Культурная граница и культурная иерархия, которая выстраивалась с ее помощью, — это колониальные представления, Слезкин не стесняется такого термина. Колониальные в том смысле, что российская и советская власти, безусловно, использовали их для установления собственного господства и извлечения собственной выгоды. Однако, как подчеркивает автор, «колониальные представления не могут быть целиком сведены к „грубому политическому факту“ колониализма». «Даже вечно популярный образ неполноценности северных народов (включая их превосходство в силу мудрой простоты) не был неизбежным следствием имперской гегемонии»940. Это второй вывод.
Третий вывод — о том, что вера в линейный прогресс, общий путь человечества и универсальность социальных законов вызывала постоянные ожидания (и политические проекты) стирания культурной границы и наступления полного тождества «нас» и «их». Поиск признаков такого процесса и разочарование в результатах этого поиска порождали новые версии универсальности и новые иерархии. Проблема согласования «не совместимых друг с другом романтических и рационалистических аргументов», примирения различий с равенством, изменения оптики взгляда и снятия непреодолимых противоречий остается нерешенной, и ее, вероятно, в принципе невозможно решить941.

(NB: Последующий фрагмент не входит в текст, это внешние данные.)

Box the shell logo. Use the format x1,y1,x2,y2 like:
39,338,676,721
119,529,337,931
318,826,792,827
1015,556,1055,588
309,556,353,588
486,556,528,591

Слезкин изначально не обещал какой-то новой, все объясняющей теории, но развернул оптику исследователя с объекта на самого себя, превратив ученого из невидимой фигуры в активного созидателя этого самого объекта, созидателя, подверженного различным субъективным, политическим и идеологическим пристрастиям, а вовсе не являющегося объективной и нейтральной инстанцией, в качестве которой каждый исследователь вольно или невольно стремится себя предъявить. Конечно, для самого американского историка такой разворот не был особенно сложным — в том смысле, что он смотрел на историю России и СССР с определенной дистанции, не будучи связанным ни цеховой лояльностью к российской/советской этнографии, ни личным опытом пребывания внутри нее. Чтобы сами этнографы смогли увидеть себя глазами Слезкина, им необходимо было ощущение кризиса своей науки, дающее возможность сойти с наезженной колеи.
В первом номере первого постсоветского — 1992 года — выпуска журнала с новым названием «Этнографическое обозрение», прежде бывшего «Советской этнографией», директор российского Института этнологии и антропологии В. А. Тишков выступил со статьей «Советская этнография: преодоление кризиса»942. В ней было недвусмысленно заявлено о глубинном кризисе, в котором оказалась советская, точнее уже постсоветская, наука — главной ее проблемой называлась иерархическая система, не позволявшая критиковать господствующие концепции и предлагать новые подходы943. Также Тишков тесно увязал кризис советской этнографии с недостатками при проведении полевых исследований — сужением географии экспедиций и сокращением времени пребывания в них, незнанием местных языков, переориентацией с непосредственного наблюдения на анкетные опросы, свертыванием изучения отдельных общин в пользу народа в целом, безответственностью перед теми, кого изучают, и навязыванием роли старшего брата со стороны столичных специалистов. «Утонченная книжная компиляция никогда не заменит, — писал ученый, — добытого с помощью этнографии первичного знания, никакие метатеоретические или критико-историографические рассуждения не заменят мягко и скромно сформулированных теоретических заметок на полях собственных полевых дневников»944.